"Such is the substance of all my preaching. I aim not so much at pulling down rotten opinions as sowing good seed."
"You are right, you are right: that will carry us through. The rotten walls will fall of themselves. They already totter and crumble."
"But oh, what a God is ours!" cried Ochino, stretching his two arms straight upward. "His judgments are past finding out. How easy it would be to Him to make all straight!—I find myself ready to pray there may be no hell: that it may be a depopulated country—a burnt-out volcano: that all, all may be saved."
"Surely you may do that," said Valdés. "The Lord's hand is not shortened, that He cannot save. He stands at the door of our hard hearts and knocks. He cries 'turn ye, turn ye, for why will ye die?' Could a man say more? Excuse the bathos of the expression. It is man who says 'I will not.'"
"But what vindictive expressions—"
"Hush, hush, my brother. David's vindictive expressions were those of a Jew, not a Christian: and, after all, what a loving heart he had! If he stormed at his enemies one instant, he forgave them the next. Otherwise, he could never have been the man after God's own heart. His inner being is subjected to a test that none of us could stand—the Psalms are literally his heart-sighings—the thoughts and feelings that chased one another like cloud-shadows over waving corn. Oh! believe me, the fault is not in God, but in ourselves. Since we admit that He is not only round about us but within us, how is it that we have so little perception of Him? Because His grace does not operate in us. And why does not His grace operate in us? Because, in reality, we do not humbly, devoutly, and earnestly desire it.[13] Why do not we both desire it and seek it? Because we do not love God with the whole heart and with all the senses. Why not? Because we do not know Him. Why do not we know Him?
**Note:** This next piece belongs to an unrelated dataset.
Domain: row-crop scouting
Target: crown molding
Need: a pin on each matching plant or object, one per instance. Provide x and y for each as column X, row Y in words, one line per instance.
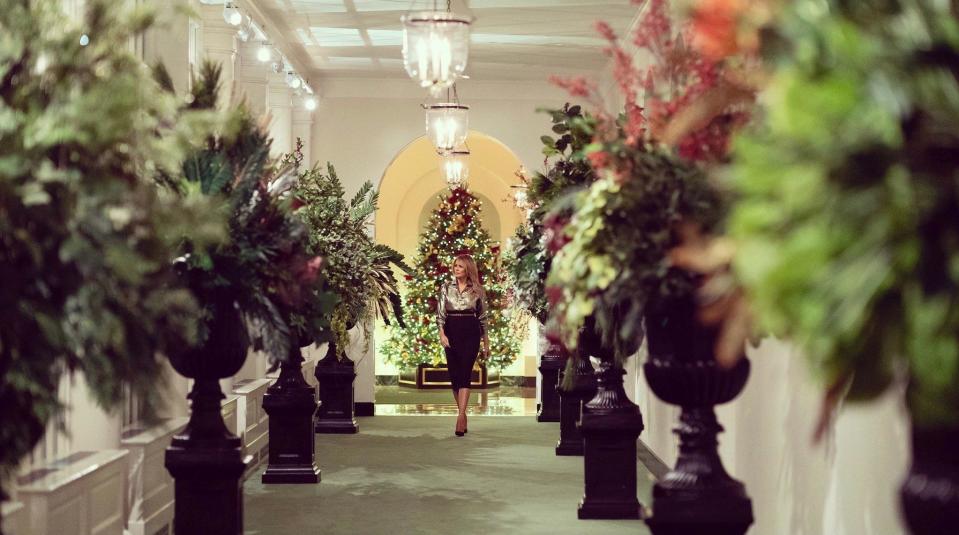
column 468, row 90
Because we do not even know ourselves."
[13] Valdés. "Chain of Virtues and Vices." Vide Wiffen's "Alfabeto Christiano."
"All this is true and logical enough," said Ochino; "and brings us back to your starting-point, that your first book was your own mind. But that book cannot be read in the dark. Nor without the light of the Holy Spirit."
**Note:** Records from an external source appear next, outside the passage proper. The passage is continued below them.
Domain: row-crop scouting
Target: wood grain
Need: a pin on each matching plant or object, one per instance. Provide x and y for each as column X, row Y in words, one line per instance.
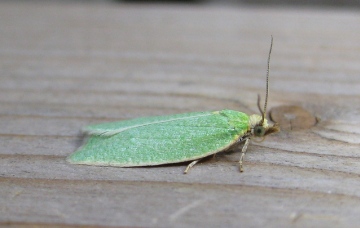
column 64, row 66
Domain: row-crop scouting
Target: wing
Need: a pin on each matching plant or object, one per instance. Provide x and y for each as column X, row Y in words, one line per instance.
column 161, row 140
"Unquestionably not," said Valdés. "That light enables me to read my own book. It makes plain and full of interest what was arid, forbidding, and deeply disappointing. You know that the Scriptures have helped me to understand my own book. David and St. Paul are nothing to us, in comparison with God and Christ. In the Old Testament we read of a God of vengeance, and a Lord of hosts; for to the Jews he exhibited himself but through a glass darkly. But we know him through Christ, and, in seeing one, we see the other. Oh, then, how is it we are insensible to such love? A man would give the whole world, if he had it, to save the life of an only son: God gave His own Son to save an ungrateful world."